When Slonim left Eretz Yisrael, his boat stopped in Cyprus, where he met a fellow Yerushalmi who told him to invest in the island’s citrus orchards. Slonim took his advice, and became fabulously wealthy.

When the Nazis conquered Corfu, all the foreign nationals and Jews on Cyprus were shipped to safety as a precautionary measure. Elsie described sitting on a stinking donkey carrier boat for days until they reached safety in Eretz Yisrael. She and her husband returned to Cyprus after the war and their business flourished. They built a mansion and her husband told her to put anything she wanted in the house.
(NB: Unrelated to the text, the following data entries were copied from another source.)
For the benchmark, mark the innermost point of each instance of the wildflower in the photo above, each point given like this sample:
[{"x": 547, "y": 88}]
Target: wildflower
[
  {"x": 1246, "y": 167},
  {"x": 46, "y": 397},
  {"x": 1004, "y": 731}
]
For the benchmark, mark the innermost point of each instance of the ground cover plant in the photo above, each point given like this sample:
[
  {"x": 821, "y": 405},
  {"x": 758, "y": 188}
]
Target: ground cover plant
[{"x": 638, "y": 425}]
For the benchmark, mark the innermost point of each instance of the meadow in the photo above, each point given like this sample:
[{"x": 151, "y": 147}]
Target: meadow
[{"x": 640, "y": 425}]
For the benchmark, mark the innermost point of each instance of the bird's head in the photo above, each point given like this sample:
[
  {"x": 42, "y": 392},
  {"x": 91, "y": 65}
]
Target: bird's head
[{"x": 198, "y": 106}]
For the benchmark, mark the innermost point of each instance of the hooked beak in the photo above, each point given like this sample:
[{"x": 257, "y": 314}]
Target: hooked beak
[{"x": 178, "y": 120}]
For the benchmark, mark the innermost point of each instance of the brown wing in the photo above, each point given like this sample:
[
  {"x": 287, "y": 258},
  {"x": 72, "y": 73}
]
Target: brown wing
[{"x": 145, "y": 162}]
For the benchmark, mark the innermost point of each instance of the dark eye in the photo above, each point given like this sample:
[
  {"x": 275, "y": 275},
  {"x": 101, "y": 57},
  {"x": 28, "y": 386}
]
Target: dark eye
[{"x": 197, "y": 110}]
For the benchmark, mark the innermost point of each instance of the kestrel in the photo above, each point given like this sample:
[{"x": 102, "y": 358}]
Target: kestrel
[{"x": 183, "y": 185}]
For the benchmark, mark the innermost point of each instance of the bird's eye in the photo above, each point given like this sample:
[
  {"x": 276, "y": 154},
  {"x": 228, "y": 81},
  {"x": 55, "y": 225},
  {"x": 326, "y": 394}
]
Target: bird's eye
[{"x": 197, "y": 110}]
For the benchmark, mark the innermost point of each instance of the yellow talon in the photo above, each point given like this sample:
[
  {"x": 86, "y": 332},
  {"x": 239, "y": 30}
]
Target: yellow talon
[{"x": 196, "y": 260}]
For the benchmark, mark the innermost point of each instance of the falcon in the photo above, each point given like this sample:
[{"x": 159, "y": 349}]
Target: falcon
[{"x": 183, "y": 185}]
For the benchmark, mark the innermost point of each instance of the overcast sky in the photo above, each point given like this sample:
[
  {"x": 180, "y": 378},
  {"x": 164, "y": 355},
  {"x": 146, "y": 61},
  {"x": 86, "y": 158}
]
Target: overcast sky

She chose central air-conditioning, something unheard of back then.

Her husband, she told us, was a true baal chesed. He once took an injured man to the hospital and helped him financially for years. After Cyprus’s civil war, the entire zone around her house was made into a military area. All the civilians were kicked out, and their land and houses were confiscated. But when it came to Elsie and her husband’s residence, that injured man’s son, who was a high-ranking officer, felt a debt of gratitude and allowed them to stay.

Still, her life wasn’t easy. After the civil war, the family lost everything. Her husband passed away ten years ago, after 68 years of marriage, and both her children have predeceased her, although she does have a religious grandson in Israel, and a 105-year-old sister who lives in Jerusalem.

It seems fitting that this island, with its ancient Jewish connection, would have a Jewish centenarian in its midst. While speaking with her, we felt like we were touching the past — the world of our great-grandparents. But at the end of our visit we were happy to say goodbye to the past and turn east, toward the future — toward Eretz Yisrael, where not so long ago the neighboring country was but an elusive dream.